Hey there folks!
People often comment to me about the way I speak and how I carry myself in a conversation. You see, I have a love for language, not only for the meaning it conveys but also for the cadence and melody it contains. I also try to be very mindful of what I do, especially what I say. So many things can be conveyed through language if you understand the nuances of meaning and structure, and I strive to communicate in as rich and textured a way as possible partially to appease my own intellectual vanity but primarily because it makes me happy.
Some people seem to take offense to this and think I am trying to flaunt or act superior. I suppose on some level I can see validity in that argument, but the truth of the matter is that these thoughts never really enter my mind. Honestly, I really do not care if the way I carry myself makes you feel bad about yourself and I am not concerned with comparisons between you and I. I speak this way because this is who I am and I know no other way of speaking. More importantly I speak this way because I believe in the importance of communication, both direct and implied.

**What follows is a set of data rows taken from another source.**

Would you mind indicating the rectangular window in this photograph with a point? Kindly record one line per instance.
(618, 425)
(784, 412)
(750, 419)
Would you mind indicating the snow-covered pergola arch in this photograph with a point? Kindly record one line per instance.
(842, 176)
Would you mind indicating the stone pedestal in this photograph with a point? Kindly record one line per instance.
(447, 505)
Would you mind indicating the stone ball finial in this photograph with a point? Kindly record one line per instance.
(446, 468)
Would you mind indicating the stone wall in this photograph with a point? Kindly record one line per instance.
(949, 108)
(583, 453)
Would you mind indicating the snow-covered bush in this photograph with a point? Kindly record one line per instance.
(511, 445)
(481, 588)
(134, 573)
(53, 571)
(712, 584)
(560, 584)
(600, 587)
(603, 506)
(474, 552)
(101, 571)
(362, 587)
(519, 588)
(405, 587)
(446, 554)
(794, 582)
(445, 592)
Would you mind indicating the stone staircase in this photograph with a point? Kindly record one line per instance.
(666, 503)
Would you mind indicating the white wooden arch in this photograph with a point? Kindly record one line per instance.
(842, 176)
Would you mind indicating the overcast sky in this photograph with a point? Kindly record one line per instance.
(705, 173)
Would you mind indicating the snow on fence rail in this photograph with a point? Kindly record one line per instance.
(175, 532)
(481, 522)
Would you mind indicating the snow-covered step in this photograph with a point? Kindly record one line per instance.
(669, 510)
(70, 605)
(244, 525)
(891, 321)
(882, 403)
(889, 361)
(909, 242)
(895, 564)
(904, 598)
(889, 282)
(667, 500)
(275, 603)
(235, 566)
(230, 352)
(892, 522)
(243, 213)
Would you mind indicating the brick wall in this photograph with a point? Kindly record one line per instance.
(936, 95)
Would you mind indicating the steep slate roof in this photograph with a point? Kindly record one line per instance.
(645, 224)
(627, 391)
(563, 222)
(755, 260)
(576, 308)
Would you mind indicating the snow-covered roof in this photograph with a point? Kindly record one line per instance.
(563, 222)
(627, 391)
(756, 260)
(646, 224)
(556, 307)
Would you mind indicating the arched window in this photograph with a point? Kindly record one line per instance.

In fact, nothing bothers me more than watching someone use language as a blunt instrument to club people over the head with. Invoking powerful words for very simple expressions can have its place, but when it becomes commonplace in ones daily speech it is comparable to using a cleaver where once you used a scalpel.
I remember one of the first times I ever expressed this opinion was in my 11th grade American literature class. As I remember we were discussing poetry, although I cannot recall the poet, and the use of the word love. Mind you, I understand love is a very powerful word and I am not going to even begin to get into the meaning of the word here. For the purposes of this discussion we can assume that love means something a little different to each person, but something ultimately very significant. Regardless, in the middle of the teachers lecture about the word and its use I raised my hand and interjected, “doesn’t using the word love too often cheapen the expression?”.
This may seem like a cold argument, but thinking in economic terms there is a direct correlation between scarcity and value. I have come to realize in my years that this idea is more complex than just supply and demand economics but the is some validity in this naïve expression of my youth.
The importance of how one speaks is not solely about the value of the expression, but also its clarity. Most deception, or at least the most effective, is not a direct verbalization of false hood but rather a muddying of the waters of understanding. If I use deliberately vague language I do not even have to construct the entire lie because those listening will do half of the work for me by processing my words through their own preconceived notions.
I very much believe in the importance of sincerity of expression and absolutely enjoy using the subtlety of language to enrich the quality of my communication. Which is to say, if I say something I mean it and the words chosen or not chosen are important to understanding my meaning. I prefer interaction that requires intellectual stimulation and I will not feel bad about this regardless of how it makes you feel. Despite what this may make me in your mind, the one thing I know for sure is this is part of what makes me the one and only Jason.